Ho Chi Minh City The patient had a history of pancreatitis; recently had frequent abdominal pain and bloating; discovered a pancreatic cyst larger than 18 cm, milky white cyst fluid, and a lot of necrotic tissue.
Mr. Ho Bac (44 years old, Thu Dau Mot City, Binh Duong) has a history of necrotizing pancreatitis, which was treated two years ago but frequently recurred. He said that about a month ago, he had symptoms of abdominal pain, poor appetite, abdominal distension, and a large, hard mass. When he went to Tam Anh General Hospital in Ho Chi Minh City for examination at the end of May, Dr. Pham Huu Tung (Deputy Director of the Endoscopy and Endoscopic Surgery Center) noticed an abnormal mass protruding in the epigastric region (above the navel), and ordered tests and CT scans for diagnosis.
The results showed that the patient had a large epigastric cyst measuring 18.5x17 cm, occupying most of the epigastric region. The doctor suspected that this was a pancreatic pseudocyst due to complications of pancreatitis, causing a lot of fluid accumulation in this area. It was necessary to place a stent to drain the cyst into the stomach via endoscopic ultrasound.
Depending on the assessment of the nature of the fluid through endoscopic ultrasound (clear or thick, with a lot of necrotic tissue), the doctor will choose the appropriate drainage tube (plastic or metal tube). If the fluid is clear, the patient only needs to place a plastic drainage tube to drain effectively and at low cost. If the fluid is thick, lumpy, and has a lot of necrotic tissue, a metal stent will be chosen and then the necrotic tissue will be removed endoscopically through the stent. Through endoscopic ultrasound, it is shown that the patient has lumpy cyst fluid and a lot of necrotic tissue inside, so a metal stent should be placed.

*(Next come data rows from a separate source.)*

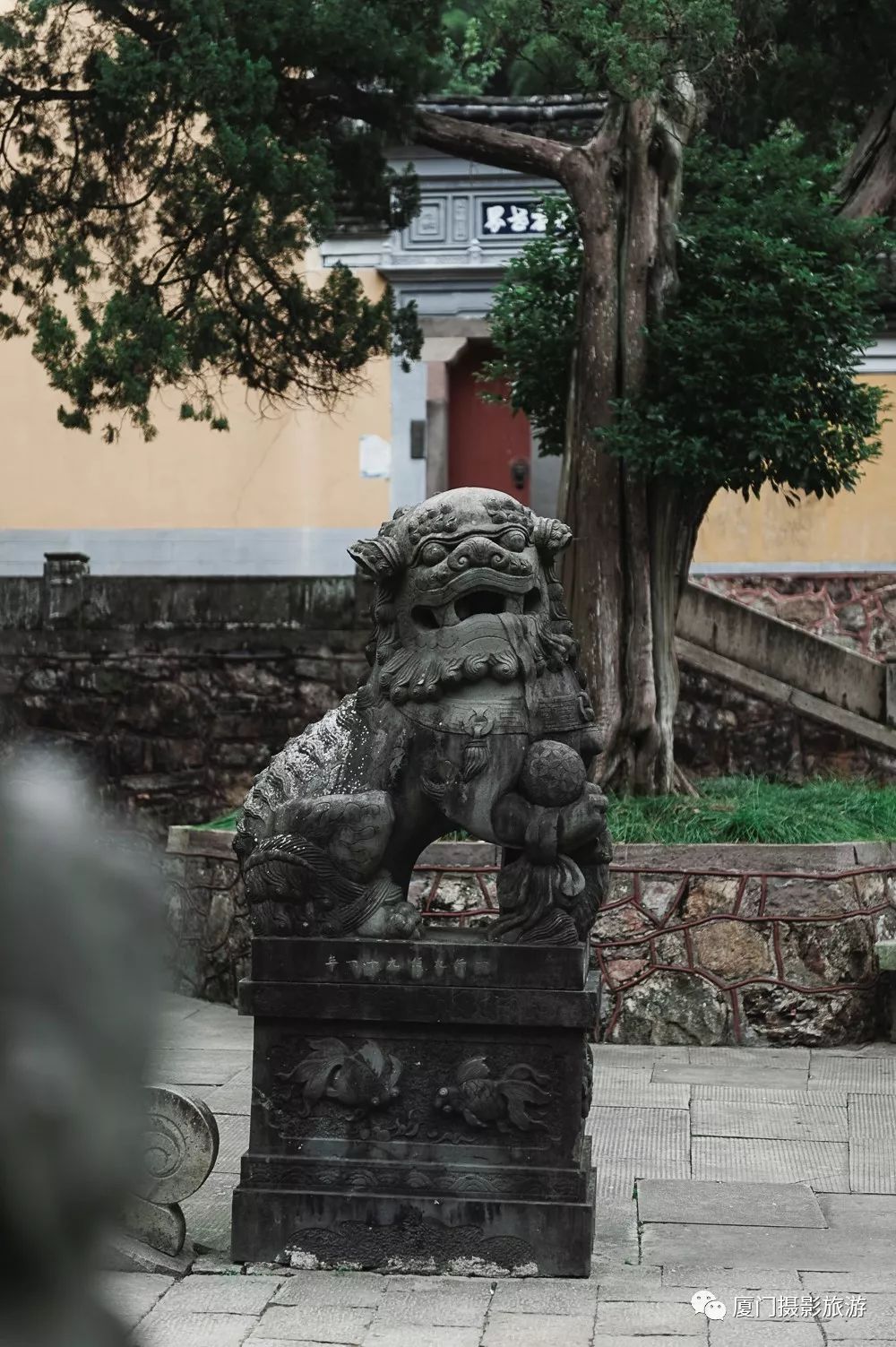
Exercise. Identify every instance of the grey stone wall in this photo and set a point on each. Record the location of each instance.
(173, 693)
(721, 730)
(695, 945)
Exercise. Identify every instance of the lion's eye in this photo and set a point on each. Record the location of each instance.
(433, 554)
(516, 540)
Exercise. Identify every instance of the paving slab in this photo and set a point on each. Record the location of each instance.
(858, 1213)
(863, 1317)
(235, 1097)
(355, 1290)
(744, 1333)
(872, 1116)
(638, 1144)
(198, 1066)
(690, 1202)
(194, 1330)
(644, 1055)
(773, 1280)
(848, 1282)
(384, 1334)
(635, 1089)
(441, 1307)
(131, 1295)
(545, 1296)
(220, 1264)
(176, 1006)
(318, 1323)
(208, 1213)
(821, 1250)
(649, 1317)
(857, 1075)
(729, 1074)
(749, 1094)
(823, 1164)
(616, 1341)
(813, 1119)
(504, 1330)
(628, 1288)
(233, 1132)
(219, 1295)
(872, 1164)
(770, 1059)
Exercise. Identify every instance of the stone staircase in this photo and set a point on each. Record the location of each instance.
(783, 664)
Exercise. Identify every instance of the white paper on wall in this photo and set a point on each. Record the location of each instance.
(375, 455)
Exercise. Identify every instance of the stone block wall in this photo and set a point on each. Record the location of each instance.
(855, 610)
(721, 730)
(701, 945)
(174, 693)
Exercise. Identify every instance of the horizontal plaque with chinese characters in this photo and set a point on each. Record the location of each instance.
(513, 217)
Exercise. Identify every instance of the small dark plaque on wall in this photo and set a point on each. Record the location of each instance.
(418, 439)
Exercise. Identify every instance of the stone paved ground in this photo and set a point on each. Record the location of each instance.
(743, 1172)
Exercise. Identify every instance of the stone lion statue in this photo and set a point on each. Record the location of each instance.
(473, 715)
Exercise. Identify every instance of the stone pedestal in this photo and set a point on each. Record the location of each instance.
(418, 1106)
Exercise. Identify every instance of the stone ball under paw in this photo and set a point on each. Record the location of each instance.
(553, 773)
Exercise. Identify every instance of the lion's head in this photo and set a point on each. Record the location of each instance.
(465, 591)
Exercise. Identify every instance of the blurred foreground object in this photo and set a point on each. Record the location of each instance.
(78, 982)
(179, 1149)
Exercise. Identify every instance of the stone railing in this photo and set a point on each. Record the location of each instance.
(701, 945)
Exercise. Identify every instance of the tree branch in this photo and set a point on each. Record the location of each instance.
(491, 144)
(868, 182)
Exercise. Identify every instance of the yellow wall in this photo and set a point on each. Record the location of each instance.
(289, 471)
(852, 527)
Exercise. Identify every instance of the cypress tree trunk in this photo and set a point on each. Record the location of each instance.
(633, 536)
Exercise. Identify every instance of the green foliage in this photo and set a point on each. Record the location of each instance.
(752, 369)
(534, 324)
(627, 47)
(752, 810)
(166, 170)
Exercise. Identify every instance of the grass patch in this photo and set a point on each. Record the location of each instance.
(752, 810)
(744, 810)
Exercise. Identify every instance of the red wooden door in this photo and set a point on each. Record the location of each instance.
(488, 445)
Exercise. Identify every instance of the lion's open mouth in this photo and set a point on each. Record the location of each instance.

Dr. Huu Tung shared that in the past, treating pancreatic pseudocysts was a surgical or procedural intervention. Intervention with pancreatic pseudocysts was cyst drainage, mostly into the intestines or stomach depending on the location of the cyst. However, today, all are done by endoscopic surgery. With the advancement of digestive endoscopy, in cases where the cyst is located near the stomach - duodenum, it is possible to drain the cyst inward with a stent. The fluid drained from the cyst will be drained into the stomach and flow out through the digestive tract. This method is minimally invasive, safe and has few complications, leaving no scars for the patient.
Doctor Huu Tung is analyzing the lesion in the pancreas through computed tomography (CT) scan. Photo: Provided by the hospital
After placing the metal stent, a lot of fluid flowed out, the doctor had to use an endoscope to drain more than a liter of fluid, reduce the pressure on the cyst, and reduce the risk of fluid refluxing up, causing discomfort to the patient. However, there was still a lot of fluid and it continued to flow through the stent into the stomach. The doctor took this fluid for biochemical tests to help diagnose the nature of the cyst. If it was a real cyst, it had to be cut off for thorough treatment. The patient's result was a pancreatic pseudocyst.
The surgery lasted one hour. Postoperatively, the patient's health was stable, no more pain or bloating, he could eat and drink again and was discharged the following day.
Mr. Bac no longer has bloating and abdominal pain after surgery. Photo: Provided by the hospital
Doctor Huu Tung said that pancreatic pseudocyst is a late complication of acute pancreatitis, chronic pancreatitis or pancreatic trauma. This is the result of inflammation and necrosis in the pancreas, manifested by abnormal fluid accumulation in the area around the pancreas, with a wall formed by fibrous tissue due to chronic inflammation. Acute pancreatitis or pancreatic trauma can both lead to pancreatic pseudocyst after 4-6 weeks. Pancreatic pseudocysts as small as 6 cm can resolve spontaneously after conservative treatment, but if larger than 6 cm, symptoms or complications arise and require interventional treatment.
If large cysts are not treated, there is a risk of infection and abscess formation, pseudoaneurysm formation and hemorrhage or rupture, causing infection. When pancreatic fluid spills out, it can cause peritonitis, infection, and be life-threatening.
After surgery, patients should have a healthy lifestyle, limit alcohol, and have regular health check-ups to screen for pancreatic pseudocysts that may re-form.